Data Transfer Service

Oracle offers offline data transfer solutions that let you migrate data to Oracle Cloud Infrastructure. You can also export data currently residing in Oracle Cloud Infrastructure to your data center offline. Moving data over the public internet is not always feasible because of high network costs, unreliable network connectivity, long transfer times, and security concerns. Our transfer solutions address these pain points, are easy to use, and provide faster data upload compared to over-the-wire data transfer.
  • Disk based data transfer - You send your data as files on encrypted commodity disk to an Oracle transfer site. Operators at the Oracle transfer site upload the files into your designated Object Storage or Archive Storage bucket in your tenancy.
  • Appliance-based data transfer - You send your data as files on secure, high-capacity, Oracle-supplied storage appliances to an Oracle transfer site. Operators at the Oracle transfer site upload the data into your designated Object Storage or Archive Storage bucket in your tenancy.

HDFS Migration

You can migrate data from an external HDFS to Oracle Cloud Infrastructure in a few different ways.
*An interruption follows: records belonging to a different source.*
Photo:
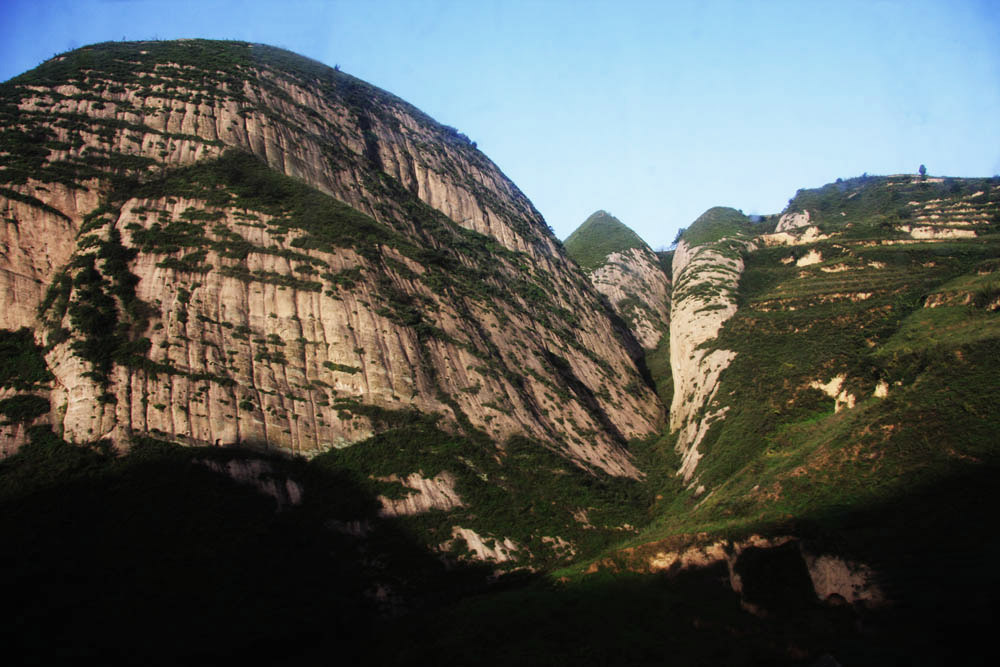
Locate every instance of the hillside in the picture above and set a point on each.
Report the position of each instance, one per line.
(225, 245)
(628, 273)
(290, 372)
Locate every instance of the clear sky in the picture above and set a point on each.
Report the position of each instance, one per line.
(653, 111)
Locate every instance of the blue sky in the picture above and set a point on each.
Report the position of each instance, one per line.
(654, 111)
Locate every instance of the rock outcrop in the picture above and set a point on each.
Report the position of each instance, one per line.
(626, 271)
(225, 243)
(705, 281)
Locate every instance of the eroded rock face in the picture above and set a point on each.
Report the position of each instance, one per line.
(704, 296)
(237, 321)
(638, 290)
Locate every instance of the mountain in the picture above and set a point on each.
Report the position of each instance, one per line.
(626, 271)
(225, 242)
(290, 371)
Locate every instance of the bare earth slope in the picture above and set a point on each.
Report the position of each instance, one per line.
(224, 242)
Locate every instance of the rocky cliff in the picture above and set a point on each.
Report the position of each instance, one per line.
(627, 272)
(706, 274)
(225, 242)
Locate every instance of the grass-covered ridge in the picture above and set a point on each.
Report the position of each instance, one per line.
(599, 236)
(716, 223)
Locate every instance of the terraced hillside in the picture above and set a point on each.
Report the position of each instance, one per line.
(852, 324)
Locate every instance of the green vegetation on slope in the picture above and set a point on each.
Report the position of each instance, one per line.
(600, 235)
(716, 223)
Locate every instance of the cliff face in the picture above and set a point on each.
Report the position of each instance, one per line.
(224, 242)
(627, 272)
(706, 278)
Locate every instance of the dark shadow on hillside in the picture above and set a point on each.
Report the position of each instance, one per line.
(156, 559)
(934, 551)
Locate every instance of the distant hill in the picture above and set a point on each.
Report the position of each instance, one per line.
(600, 235)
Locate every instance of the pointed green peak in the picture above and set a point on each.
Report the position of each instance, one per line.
(600, 235)
(714, 224)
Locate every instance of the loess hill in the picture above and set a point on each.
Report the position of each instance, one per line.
(284, 359)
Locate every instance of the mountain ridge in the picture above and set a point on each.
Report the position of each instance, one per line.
(244, 288)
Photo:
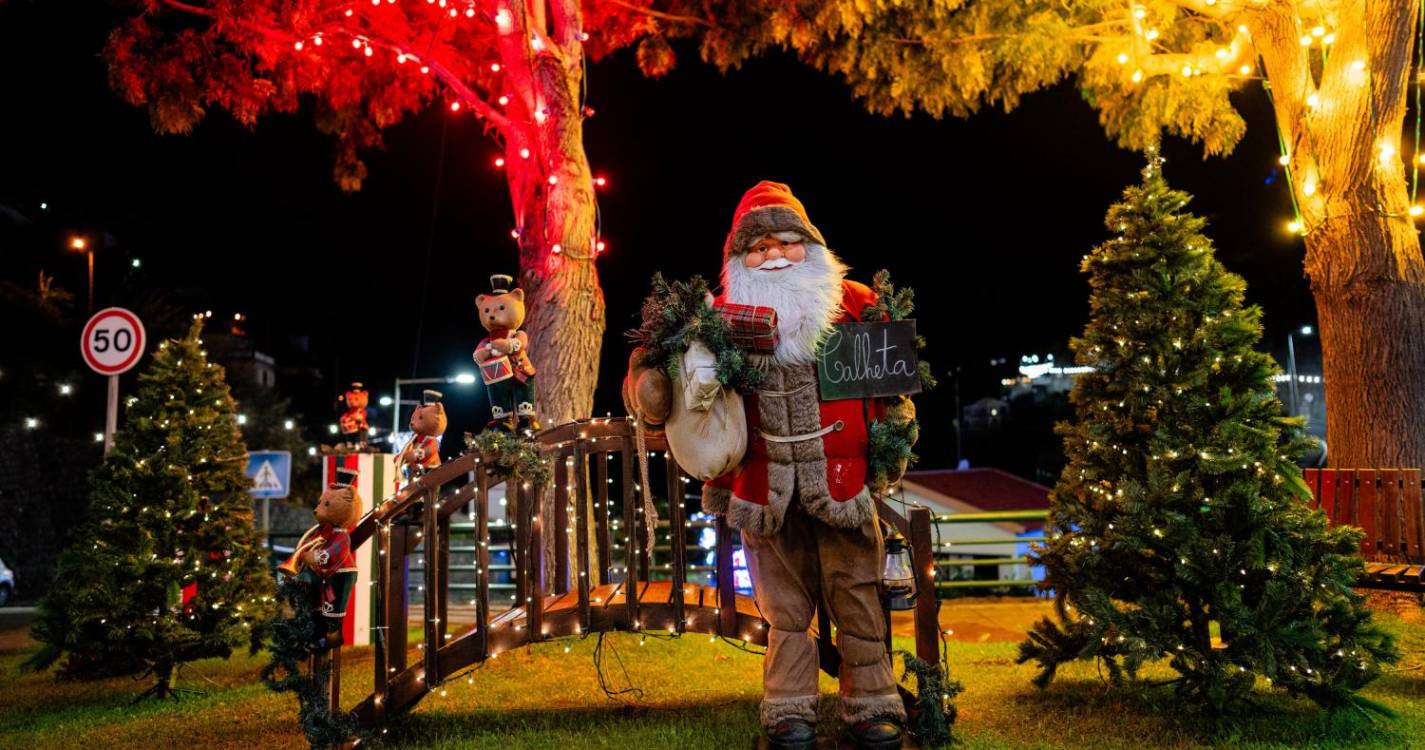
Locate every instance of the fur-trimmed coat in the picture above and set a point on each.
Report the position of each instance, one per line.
(828, 474)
The primary consideration is how much data needs to move, and whether it's practical to move the data "over the wire" given the time and resources that would be required to move the data. If there is sufficient bandwidth and source cluster resources to support it, two options are relevant:

  • DistCp to Object Storage
  • DistCp to HDFS

For Object Storage copy, only the source cluster needs internet connectivity, and either the HDFS Connector (Apache Hadoop) or S3 Compatibility setup (Cloudera and Hortonworks). If you use S3 Compatibility, data can be copied only into the home region for the tenancy.

After the prerequisites are in place, you transfer data by running DistCp against a source HDFS target, into an Object Storage bucket. The following syntax demonstrates a copy into the US East (Ashburn) region Object Storage (replace the variables with your correct values):

hadoop distcp -Dfs.s3a.secret.key='<SECRET_KEY>' 
-Dfs.s3a.access.key='<ACCESS_KEY>' \
-Dfs.s3a.path.style.access=true 
-Dfs.s3a.paging.maximum=1000 \
-Dfs.s3a.endpoint='https://<object_storage_namespace>.compat.objectstorage.us-ashburn-1.oraclecloud.com' \
/hdfs_target s3a://<BUCKET_NAME>/ 

Conversely, the HDFS target and S3 target can be switched to copy data from Object Storage into HDFS. This method works for Cloudera, Hortonworks, and Apache Hadoop.

The second option is to establish a Hadoop cluster in Oracle Cloud Infrastructure, ensure that the source cluster and the Oracle Cloud Infrastructure cluster have connectivity, and run DistCp between the clusters. This approach also works for Apache Hadoop, Cloudera, and Hortonworks.

For MapR clusters, you migrate data by setting up volume remote mirroring between clusters.

Data Transfer Appliance

The Oracle Data Transfer Appliance is another option for data transfer when moving data over the wire is not feasible.

Bandwidth or resource constraints might exist on the source cluster, or proximity to an Oracle Cloud Infrastructure region might limit FastConnect availability. The data set could also be so large that it would take too long to copy. In these cases, Oracle can send you a Data Transfer Appliance that you can deploy in your data center and use as a DistCp target for HDFS data.

Cluster Metadata Migration

The approach for migrating cluster metadata to Oracle Cloud Infrastructure varies between Cloudera, Hortonworks, MapR, and Apache.

Cloudera

For Cloudera clusters, three types of databases are supported for cluster metadata: Postgres, MySQL, and Oracle.

Steps to back up Cloudera Manager Databases are included in Cloudera Enterprise documentation. You can then import this data to a cluster running Cloudera on Oracle Cloud Infrastructure.

Hortonworks

For Hortonworks, the same databases are supported as for Cloudera. For Ambari, you can export a blueprint from the existing cluster and use it to configure the Oracle Cloud Infrastructure Hortonworks deployment.

MapR

Follow the steps in the MapR Best Practices for Backing Up MapR documentation. You can then import this data into an Oracle Cloud Infrastructure MapR cluster.

Apache

For Apache Hadoop, the same databases are supported as for Cloudera and Hortonworks, using the same procedures as for Ambari, Hive, and HBase.